I suppose an exception could when the median key length is very short, tries tend to be better since a secure hash function could take longer than a very small number of memory lookups(especially since some of them will be cached).
Two useful implementations that this article misses are Array-compacted tries (aka dual-array tries) and Array-mapped tries. ACTs are nice due to the small memory footprint and good cache-locality, but have the downside of being difficult and time-consuming to construct. AMTs have a bit-array for determining existence of children and a sorted array of child-pointers in each node and are surprisingly fast at both insertion and search. Both have been described elsewhere, but I like the explanations by Phil Bagwell in his paper, "Fast And Space Efficient Trie Searches" (1998).
Perhaps a dumb question, but has anyone considered using a trie to manage search query auto-suggest, such as Google AutoSuggest?
It seems like it could be more efficient as you could send to the browser the node ID of the current buffer and then when the next key was pressed, use the current ID to efficiently look forward just one level.
Im working on a project to do this right now in fact, since it seeems all the open-source autocomplete implementations I can find just come down to doing a "SELECT bla where bla like bla", which is pretty slow. The one major issue is that tries are prefix-based, so it has to match starting from the beginning of the query. My sort of solution around that is to break up the terms your matching against into groups of phrases, and allow prefix matching on any of those phrases.
As a question to HN-I was planning on using Radix Trees, but now Ive read this article it seems like there might be some other good options. Are any of those structures noticeable better for storing lots of strings?
I thought that most of the time since users are typing one character at a time that would be efficient. Even pasting at the end of the string is easy to manage as it might only be O(q) where q is the length of the query string (depending on the structure of the underlying trie).
The worst cases are editing midstring, and worst, pasting to the start of the query string. Still, those are O(q) rather than O(N) where N are the total number of strings in the database. In my case, N will have millions of records where q will rarely exceed 250 characters.
the problem is not efficiency, its relevancy. Say you have a result "hacker news". If its a pure prefix trie, this wont match the query "news", even though you probably want to return this as a suggestion. My hack around this would be to add both "hacker news" and "news" in the trie-Its still not perfect, since it wouldn't match "acker" or "ws" etc.
Do you have a plan for handling non-ascii characters in your trie? The descriptions I've seen usually involve having a character index into an array, and it seems like a waste if you used 2-byte characters. I guess you would use an encoding (like UTF-8), with a particular canonicalization.
That's a nice review - I'm toying with the idea of trying to write a simple hierarchical OLAP database (like Essbase or Hyperion HFM) and trie's seem like a potentially interesting starting point.
One thing I'd add is that if you aren't exploiting the ordered nature of the keys within a trie - i.e. if your keys have no underlying substructure or you aren't doing linear scans through the key space - then you don't want a trie at all and you'd be better off with a hash table.
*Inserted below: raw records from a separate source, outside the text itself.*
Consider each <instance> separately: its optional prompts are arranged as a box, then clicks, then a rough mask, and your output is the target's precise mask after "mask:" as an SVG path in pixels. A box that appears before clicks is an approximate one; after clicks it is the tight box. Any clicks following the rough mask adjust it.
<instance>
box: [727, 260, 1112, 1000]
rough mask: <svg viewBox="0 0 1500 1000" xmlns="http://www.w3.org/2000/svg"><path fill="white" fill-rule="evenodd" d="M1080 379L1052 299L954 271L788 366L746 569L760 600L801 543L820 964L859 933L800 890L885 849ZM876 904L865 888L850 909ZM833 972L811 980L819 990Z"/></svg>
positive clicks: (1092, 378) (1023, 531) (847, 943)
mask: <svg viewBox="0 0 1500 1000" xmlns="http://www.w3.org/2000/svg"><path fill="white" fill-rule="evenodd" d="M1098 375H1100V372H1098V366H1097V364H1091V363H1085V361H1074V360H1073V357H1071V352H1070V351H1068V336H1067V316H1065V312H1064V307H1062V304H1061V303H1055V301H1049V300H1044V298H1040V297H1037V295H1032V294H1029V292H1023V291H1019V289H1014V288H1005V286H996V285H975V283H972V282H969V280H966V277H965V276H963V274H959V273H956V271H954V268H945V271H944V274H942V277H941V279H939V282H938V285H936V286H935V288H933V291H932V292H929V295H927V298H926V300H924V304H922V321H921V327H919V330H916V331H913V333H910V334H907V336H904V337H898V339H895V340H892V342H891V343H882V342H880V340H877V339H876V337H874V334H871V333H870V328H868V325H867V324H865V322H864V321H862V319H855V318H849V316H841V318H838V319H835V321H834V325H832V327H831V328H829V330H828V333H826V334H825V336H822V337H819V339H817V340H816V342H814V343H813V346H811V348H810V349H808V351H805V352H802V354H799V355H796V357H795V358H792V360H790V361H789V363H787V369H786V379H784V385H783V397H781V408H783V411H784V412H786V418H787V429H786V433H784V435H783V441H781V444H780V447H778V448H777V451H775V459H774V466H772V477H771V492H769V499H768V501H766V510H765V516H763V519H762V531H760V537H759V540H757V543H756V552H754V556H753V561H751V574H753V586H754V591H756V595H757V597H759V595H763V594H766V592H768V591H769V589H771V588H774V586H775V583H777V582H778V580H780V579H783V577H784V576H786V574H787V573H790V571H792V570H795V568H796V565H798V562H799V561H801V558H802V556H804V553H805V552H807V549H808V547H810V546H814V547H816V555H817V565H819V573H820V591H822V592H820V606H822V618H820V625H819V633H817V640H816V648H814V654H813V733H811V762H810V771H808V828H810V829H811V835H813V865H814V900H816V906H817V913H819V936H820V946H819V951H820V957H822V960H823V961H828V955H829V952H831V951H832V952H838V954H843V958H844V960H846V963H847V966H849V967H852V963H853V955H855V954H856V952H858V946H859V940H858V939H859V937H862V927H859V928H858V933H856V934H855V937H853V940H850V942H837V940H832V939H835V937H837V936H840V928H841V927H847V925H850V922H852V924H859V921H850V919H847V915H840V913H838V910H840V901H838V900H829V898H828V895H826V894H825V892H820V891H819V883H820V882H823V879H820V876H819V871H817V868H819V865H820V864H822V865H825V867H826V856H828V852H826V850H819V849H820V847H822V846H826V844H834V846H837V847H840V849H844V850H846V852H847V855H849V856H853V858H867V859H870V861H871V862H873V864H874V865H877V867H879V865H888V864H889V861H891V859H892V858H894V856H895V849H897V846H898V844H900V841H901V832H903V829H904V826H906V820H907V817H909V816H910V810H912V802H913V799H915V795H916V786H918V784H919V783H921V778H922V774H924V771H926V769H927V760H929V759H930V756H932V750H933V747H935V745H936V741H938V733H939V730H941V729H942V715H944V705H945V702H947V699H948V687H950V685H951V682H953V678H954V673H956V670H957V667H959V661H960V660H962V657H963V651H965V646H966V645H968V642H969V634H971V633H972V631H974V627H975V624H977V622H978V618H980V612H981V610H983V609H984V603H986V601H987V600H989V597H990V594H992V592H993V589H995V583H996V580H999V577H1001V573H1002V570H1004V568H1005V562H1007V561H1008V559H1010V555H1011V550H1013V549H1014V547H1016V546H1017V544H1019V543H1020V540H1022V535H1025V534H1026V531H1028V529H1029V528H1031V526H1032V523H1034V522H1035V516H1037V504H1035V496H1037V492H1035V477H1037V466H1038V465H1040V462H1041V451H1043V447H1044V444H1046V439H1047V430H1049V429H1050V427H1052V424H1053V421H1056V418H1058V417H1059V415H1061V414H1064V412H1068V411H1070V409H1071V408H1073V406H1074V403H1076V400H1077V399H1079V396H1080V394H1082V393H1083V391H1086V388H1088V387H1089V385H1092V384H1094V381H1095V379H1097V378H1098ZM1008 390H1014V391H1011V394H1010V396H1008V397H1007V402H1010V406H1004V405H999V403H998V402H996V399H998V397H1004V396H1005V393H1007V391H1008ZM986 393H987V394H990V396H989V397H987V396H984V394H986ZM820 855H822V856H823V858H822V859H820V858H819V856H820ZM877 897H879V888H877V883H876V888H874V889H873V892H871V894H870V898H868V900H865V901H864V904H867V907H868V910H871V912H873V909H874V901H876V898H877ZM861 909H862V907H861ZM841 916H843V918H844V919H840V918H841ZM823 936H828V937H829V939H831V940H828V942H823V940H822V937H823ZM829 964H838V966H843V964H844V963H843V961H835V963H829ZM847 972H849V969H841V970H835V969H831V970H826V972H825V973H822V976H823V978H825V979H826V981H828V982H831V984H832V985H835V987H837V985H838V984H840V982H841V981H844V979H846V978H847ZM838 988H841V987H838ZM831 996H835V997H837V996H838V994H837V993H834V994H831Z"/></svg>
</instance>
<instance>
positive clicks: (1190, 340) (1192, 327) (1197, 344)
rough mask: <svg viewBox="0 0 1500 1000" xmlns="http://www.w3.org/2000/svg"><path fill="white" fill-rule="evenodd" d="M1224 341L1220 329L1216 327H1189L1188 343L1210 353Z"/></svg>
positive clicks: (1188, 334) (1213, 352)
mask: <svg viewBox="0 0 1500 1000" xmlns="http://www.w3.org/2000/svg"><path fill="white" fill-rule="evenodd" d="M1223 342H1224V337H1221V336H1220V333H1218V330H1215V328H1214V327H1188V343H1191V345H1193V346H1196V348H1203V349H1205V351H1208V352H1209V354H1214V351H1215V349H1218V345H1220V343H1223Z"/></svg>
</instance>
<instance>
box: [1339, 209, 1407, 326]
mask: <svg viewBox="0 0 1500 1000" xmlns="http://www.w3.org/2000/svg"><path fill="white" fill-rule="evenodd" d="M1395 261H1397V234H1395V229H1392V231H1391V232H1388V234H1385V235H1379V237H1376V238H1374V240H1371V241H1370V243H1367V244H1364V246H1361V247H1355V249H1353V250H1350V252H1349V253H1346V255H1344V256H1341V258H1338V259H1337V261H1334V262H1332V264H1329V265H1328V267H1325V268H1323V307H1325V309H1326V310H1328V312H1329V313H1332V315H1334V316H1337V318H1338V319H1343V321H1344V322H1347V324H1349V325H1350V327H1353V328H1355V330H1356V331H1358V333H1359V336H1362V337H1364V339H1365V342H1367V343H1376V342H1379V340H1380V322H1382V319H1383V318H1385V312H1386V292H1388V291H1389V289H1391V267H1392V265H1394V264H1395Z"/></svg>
A hash table will be faster and use less memory if your keys are unstructured (imagine for a minute choosing random integers for your keys - then mod N is a good hash function for those keys, so it is obvious a hash table will work well for them, whereas a trie will waste space trying to find common prefixes between random keys.)
If you are accessing completely randomly, then the cache utilisation will be similar between a good trie and a hash table. If you are accessing some things more than others, then you should use a move-to-front hash table to be competitive.